Las opciones frente al crimen para los jóvenes en México se han vuelto dramáticamente estrechas y peligrosas. Y las de las autoridades se reducen, cada vez más, a recuperar territorio, fortalecer capacidades y restablecer el orden en regiones donde el Estado se ha replegado. Miles de jóvenes desaparecidos son hoy el testimonio brutal e inaceptable de la insuficiencia de nuestros servicios de seguridad y justicia. Las historias de extorsión, violencia y muerte se han vuelto habituales en los pasillos universitarios, en comunidades rurales y en ciudades que, como Uruapan, han alcanzado un punto crítico que desató una indignación legítima.
Al mismo tiempo, el entorno geopolítico introduce presiones inéditas. El 13 de noviembre, el secretario de Defensa de Estados Unidos, Pete Hegseth, anunció la puesta en marcha de una operación militar destinada —según sus palabras— a “expulsar a los narcoterroristas del hemisferio occidental”. La declaración se produjo en medio de crecientes tensiones con Venezuela tras los bombardeos a presuntas narcolanchas en el Caribe y el Pacífico, acciones que han dejado decenas de muertos. Paralelamente, el presidente Trump ha insinuado haber tomado ya una decisión respecto a una posible intervención militar directa en territorio venezolano.
México no es ajeno a esta nueva atmósfera. Se han intensificado los operativos contra el crimen organizado en Sinaloa y Michoacán, en un ambiente social marcado por el asesinato de Carlos Manzo, crimen que elevó la presión sobre autoridades federales y estatales y expuso, nuevamente, las fracturas en la estrategia de seguridad.
En menos de un año, el escenario ha cambiado profundamente. Pasamos de una estrategia dirigida a contener y reducir la capacidad operativa de los grupos criminales —tratándolos como un fenómeno de seguridad pública— a la visión estadounidense que plantea abiertamente desmantelar, aniquilar y eliminar a quienes clasifica como narcoterroristas. Este giro ocurre en paralelo al deterioro acelerado de la seguridad en amplias franjas del territorio nacional, donde el miedo, la extorsión y las desapariciones forman parte de la vida cotidiana y alimentan una creciente inconformidad social.
La percepción de que el problema se dejó crecer hasta volverse inmanejable se propaga con rapidez, tal como sucedió en Estados Unidos con su crisis migratoria. Y cuando la percepción de insuficiencia domina, la presión política por medidas más contundentes se vuelve inevitable.
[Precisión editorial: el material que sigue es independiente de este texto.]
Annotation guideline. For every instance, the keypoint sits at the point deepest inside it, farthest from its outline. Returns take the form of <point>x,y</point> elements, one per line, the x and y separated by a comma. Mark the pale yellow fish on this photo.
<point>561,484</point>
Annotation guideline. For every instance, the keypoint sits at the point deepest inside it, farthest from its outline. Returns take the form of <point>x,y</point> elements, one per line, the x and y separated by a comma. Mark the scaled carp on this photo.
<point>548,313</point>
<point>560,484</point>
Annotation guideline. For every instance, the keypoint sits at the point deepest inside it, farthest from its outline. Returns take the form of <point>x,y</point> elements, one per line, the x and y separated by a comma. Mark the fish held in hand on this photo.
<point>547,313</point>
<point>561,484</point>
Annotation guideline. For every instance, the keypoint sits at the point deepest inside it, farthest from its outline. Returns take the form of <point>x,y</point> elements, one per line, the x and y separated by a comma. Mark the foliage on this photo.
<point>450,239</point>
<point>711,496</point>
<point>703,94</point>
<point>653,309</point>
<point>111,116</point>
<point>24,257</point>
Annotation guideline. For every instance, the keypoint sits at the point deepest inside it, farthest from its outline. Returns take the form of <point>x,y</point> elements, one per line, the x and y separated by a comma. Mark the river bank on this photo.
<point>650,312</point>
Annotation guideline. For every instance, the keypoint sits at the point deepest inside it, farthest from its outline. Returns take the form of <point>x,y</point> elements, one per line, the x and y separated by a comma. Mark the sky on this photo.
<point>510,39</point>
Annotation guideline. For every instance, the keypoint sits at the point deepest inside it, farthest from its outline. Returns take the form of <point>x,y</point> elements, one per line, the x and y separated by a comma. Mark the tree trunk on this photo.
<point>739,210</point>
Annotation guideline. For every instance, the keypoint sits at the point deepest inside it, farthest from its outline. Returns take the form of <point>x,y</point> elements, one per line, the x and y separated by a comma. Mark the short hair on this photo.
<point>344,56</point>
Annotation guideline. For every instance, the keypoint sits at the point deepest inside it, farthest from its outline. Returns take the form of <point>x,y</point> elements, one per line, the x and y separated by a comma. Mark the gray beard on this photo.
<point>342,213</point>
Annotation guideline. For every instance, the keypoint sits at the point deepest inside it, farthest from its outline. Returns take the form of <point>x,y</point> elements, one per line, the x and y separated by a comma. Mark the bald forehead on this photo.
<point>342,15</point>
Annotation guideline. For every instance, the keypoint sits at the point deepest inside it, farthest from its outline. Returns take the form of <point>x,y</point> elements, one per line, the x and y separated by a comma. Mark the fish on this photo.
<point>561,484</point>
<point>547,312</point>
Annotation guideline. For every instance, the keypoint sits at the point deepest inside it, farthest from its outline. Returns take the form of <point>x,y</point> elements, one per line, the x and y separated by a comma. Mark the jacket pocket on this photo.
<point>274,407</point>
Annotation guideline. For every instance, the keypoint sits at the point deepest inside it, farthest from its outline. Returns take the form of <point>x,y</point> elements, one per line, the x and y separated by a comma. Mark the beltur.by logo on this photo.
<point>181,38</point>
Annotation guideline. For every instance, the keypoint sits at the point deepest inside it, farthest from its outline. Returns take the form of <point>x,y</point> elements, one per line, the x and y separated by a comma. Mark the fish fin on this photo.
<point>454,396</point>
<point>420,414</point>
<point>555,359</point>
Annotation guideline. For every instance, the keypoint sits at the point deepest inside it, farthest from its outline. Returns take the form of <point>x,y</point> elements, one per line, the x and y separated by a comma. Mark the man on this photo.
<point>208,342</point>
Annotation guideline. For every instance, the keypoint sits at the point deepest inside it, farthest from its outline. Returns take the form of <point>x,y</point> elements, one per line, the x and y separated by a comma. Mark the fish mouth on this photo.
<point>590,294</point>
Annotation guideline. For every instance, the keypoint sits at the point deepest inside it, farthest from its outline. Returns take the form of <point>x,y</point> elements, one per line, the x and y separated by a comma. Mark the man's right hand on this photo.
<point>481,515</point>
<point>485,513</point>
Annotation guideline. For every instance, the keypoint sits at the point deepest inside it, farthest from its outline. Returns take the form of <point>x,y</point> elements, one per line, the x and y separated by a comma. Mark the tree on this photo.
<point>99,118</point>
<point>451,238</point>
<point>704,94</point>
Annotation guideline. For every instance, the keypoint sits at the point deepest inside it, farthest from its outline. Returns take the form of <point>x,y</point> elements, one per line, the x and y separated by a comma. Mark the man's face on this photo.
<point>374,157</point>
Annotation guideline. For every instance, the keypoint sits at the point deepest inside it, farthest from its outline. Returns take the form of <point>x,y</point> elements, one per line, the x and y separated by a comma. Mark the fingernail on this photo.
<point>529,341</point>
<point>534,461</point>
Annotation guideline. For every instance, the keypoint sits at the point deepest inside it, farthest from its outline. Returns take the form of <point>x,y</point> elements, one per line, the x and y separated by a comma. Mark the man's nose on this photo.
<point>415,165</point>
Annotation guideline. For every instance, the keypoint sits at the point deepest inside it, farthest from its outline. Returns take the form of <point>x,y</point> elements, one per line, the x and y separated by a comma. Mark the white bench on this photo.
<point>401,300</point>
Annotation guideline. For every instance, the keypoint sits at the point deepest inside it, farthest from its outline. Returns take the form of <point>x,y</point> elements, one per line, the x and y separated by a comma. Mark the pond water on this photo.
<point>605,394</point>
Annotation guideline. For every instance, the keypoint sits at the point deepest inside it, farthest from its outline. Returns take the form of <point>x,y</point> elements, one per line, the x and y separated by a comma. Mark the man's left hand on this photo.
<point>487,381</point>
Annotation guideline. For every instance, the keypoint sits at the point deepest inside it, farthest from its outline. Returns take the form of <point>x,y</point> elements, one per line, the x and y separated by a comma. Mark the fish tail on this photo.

La muerte de Carlos Manzo simboliza ese hartazgo. Su esposa exigió que las autoridades federales intervengan en las zonas rurales de Michoacán —en la sierra, donde los grupos criminales operan con descaro— y no solo en las ciudades, donde el Estado conserva presencia operativa. El desafío es monumental: cubrir el territorio con fuerza suficiente, capacidad logística y coordinación institucional real. Porque la sensación de un Estado rebasado no solo erosiona la credibilidad pública, sino que multiplica la percepción de abandono.
La movilización de miles de jóvenes —etiquetada como parte de la Generación X— confirma que hemos llegado a un punto clave. Muchos ya no están dispuestos a esperar que los procesos institucionales avancen lentamente mientras sus compañeros desaparecen o son asesinados. Sus opciones frente al crimen son cruelmente binarias: adaptarse a un entorno dominado por drogas y violencia, o enfrentar el riesgo de agresiones, desapariciones y represalias.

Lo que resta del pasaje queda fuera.